CLDF as JSON

xrotwng · June 30, 2022, 3:50pm

I heard that some people around here like JSON (a lot) - while others are fans of tabular formats like CLDF. Now, with CLDF being based on CSVW there was always the promise of a canonical transformation of CLDF to JSON.

With version 3.0 this functionality made it into the csvw package - which is doing most of the heavy lifting for my pycldf package.

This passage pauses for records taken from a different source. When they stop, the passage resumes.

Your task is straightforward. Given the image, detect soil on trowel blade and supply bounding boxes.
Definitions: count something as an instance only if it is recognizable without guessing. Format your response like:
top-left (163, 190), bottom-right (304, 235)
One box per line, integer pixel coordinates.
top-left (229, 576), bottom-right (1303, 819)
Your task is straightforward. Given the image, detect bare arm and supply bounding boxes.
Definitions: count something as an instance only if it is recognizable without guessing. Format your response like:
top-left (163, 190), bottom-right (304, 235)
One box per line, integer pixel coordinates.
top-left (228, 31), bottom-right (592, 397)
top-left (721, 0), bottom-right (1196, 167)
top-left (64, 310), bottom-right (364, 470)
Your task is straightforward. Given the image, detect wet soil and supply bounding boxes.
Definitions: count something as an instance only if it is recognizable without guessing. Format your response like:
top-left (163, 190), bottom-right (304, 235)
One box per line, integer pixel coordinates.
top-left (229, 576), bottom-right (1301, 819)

So, having installed csvw, you can now use the csvw2json command to convert any CLDF dataset to JSON. We can try that on the CLDF dataset for the Leipzig Glossing Rules. csvw2json expects a filename or URL of a CSVW metadata as argument, so

csvw2json https://raw.githubusercontent.com/cldf-datasets/lgr/main/cldf/Generic-metadata.json

will do the trick, i.e. print JSON to the screen that looks like

{
    "url": "https://raw.githubusercontent.com/cldf-datasets/lgr/main/cldf/examples.csv#row=3",
    "rownum": 2,
    "describes": [
        {
            "http://cldf.clld.org/v1.0/terms.rdf#id": "2",
            "http://cldf.clld.org/v1.0/terms.rdf#languageReference": "lezg1247",
            "http://cldf.clld.org/v1.0/terms.rdf#primaryText": "Gila aburun ferma hami\u0161alu\u01e7 g\u00fc\u01e7\u00fcna amuq\u2019da\u010d.",
            "http://cldf.clld.org/v1.0/terms.rdf#analyzedWord": [
                "Gila",
                "abur-u-n",
                "ferma",
                "hami\u0161alu\u01e7",
                "g\u00fc\u01e7\u00fcna",
                "amuq\u2019-da-\u010d."
            ],
            "http://cldf.clld.org/v1.0/terms.rdf#gloss": [
                "now",
                "they-OBL-GEN",
                "farm",
                "forever",
                "behind",
                "stay-FUT-NEG"
            ],
            "http://cldf.clld.org/v1.0/terms.rdf#translatedText": "Now their farm will not stay behind forever.",
            "http://cldf.clld.org/v1.0/terms.rdf#metaLanguageReference": "stan1293",
            "http://cldf.clld.org/v1.0/terms.rdf#source": [
                "Haspelmath1993[207]"
            ]
        }
    ]
},

for IGT examples, or

{
    "url": "https://raw.githubusercontent.com/cldf-datasets/lgr/main/cldf/languages.csv#row=4",
    "rownum": 3,
    "describes": [
        {
            "http://cldf.clld.org/v1.0/terms.rdf#id": "lezg1247",
            "http://cldf.clld.org/v1.0/terms.rdf#name": "Lezgian",
            "http://cldf.clld.org/v1.0/terms.rdf#glottocode": "lezg1247"
        }
    ]
},

for languages that examples are taken from.

While the keys in this JSON data might look somewhat unwieldy, they are actually very useful, because you can look them up in the CLDF ontology and thus unambiguously infer the semantics of the fields.

Try this out on any of the dataset from cldf-datasets or lexibank or dictionaria.